Dave: He provides a solution, which is salvation in our Lord Jesus Christ having paid the penalty. We trust Him, we have to believe. What else can we do but believe? You can’t earn it, you can’t merit it. All I can do is receive the gift, and in order to receive the gift, I must believe that a gift is being offered to me. I must believe what this gift is, or I can’t receive it by faith. That’s what it is. It’s that simple.

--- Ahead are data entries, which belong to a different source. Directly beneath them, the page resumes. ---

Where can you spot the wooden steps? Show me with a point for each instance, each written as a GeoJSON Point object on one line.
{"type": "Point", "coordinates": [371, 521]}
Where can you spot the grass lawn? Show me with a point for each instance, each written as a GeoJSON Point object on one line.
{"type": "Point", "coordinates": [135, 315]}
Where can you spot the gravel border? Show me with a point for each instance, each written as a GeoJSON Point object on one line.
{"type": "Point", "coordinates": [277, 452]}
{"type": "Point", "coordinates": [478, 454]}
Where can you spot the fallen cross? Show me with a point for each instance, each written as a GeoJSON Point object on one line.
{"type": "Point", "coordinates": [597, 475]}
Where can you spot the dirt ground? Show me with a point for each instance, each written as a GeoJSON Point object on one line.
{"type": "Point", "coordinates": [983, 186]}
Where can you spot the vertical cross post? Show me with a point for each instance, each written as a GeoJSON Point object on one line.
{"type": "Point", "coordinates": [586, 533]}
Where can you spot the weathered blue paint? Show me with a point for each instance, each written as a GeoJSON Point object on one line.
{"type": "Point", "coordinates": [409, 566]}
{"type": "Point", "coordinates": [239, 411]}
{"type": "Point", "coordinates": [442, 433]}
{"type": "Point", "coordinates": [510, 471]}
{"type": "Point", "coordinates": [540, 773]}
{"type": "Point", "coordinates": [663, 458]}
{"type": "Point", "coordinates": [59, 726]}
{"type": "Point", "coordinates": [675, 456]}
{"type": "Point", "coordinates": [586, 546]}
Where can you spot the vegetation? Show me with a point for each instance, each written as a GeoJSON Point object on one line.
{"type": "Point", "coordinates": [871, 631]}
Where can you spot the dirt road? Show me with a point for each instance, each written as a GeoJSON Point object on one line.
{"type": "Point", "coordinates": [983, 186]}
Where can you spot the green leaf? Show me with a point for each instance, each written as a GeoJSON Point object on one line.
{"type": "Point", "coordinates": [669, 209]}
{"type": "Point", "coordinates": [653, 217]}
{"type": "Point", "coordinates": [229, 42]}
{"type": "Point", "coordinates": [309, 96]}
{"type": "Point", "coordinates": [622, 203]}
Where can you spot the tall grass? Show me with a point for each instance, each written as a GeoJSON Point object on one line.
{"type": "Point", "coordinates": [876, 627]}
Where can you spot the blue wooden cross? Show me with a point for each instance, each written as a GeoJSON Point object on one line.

And to insist on something else—back to the question, “Why can’t all religions be reconciled?”—well, try it! How are you going to reconcile atheism with a belief in one true God? How are you going to reconcile the idea that, for the Muslim, when you get to the end of life, you come to judgment day—all your deeds will be put on a scale. And if the good deeds outweigh the bad deeds, then you made it. Now, how are you going to reconcile that with the teaching of the Bible that says, “All our righteousness is as filthy rags.” If you break one commandment, you are guilty of all. “By the works of the flesh, no one can be justified in God’s sight.” Now, you can’t possibly reconcile those.
Furthermore, the idea that Islam proposes, and that Roman Catholicism proposes, that good works will somehow appease God and earn His favor, earn salvation—it’s not rational! Because you can’t make up for breaking the law in the past by keeping the law in the future. This is why the Bible says, “By the deeds of the law, no one can be justified.” The law can only tell you where you failed. It can’t make up for the fact that you failed.
So, Tom, these are irreconcilable differences, and for someone to insist that they’re not going to follow what God says, they’re not going to follow the Bible, they’re not going to follow logic—but just like a person who’s driving the wrong way down a one-way street, and they are insisting that they are going in the right direction even though they’ve got arrows pointing in the other direction—I have found, Tom, and it’s a sad situation . . .
Tom: Dave, just to jump in—this one way street—the problem is there are a lot of people on it going the wrong way.
Dave: Unfortunately, right.
Tom: And that makes it look feasible.
Dave: I have found that—and I have to be careful that I don’t become like this myself—most people believe what they want to believe. You watch two people having a debate or a discussion, even. Neither one is listening to the other very often. Each one is just waiting for the other one to pause for a breath to jump in and say what he wants to say. No one is being convinced. I find that people generally believe what they want to believe. It’s like that old sign when I was in the business world fifty years ago—we used to have it on a desk: “Don’t confuse me with facts. My mind is made up!”
Well, I hope that people will go by the evidence and will search the Scriptures daily to see whether these things are so.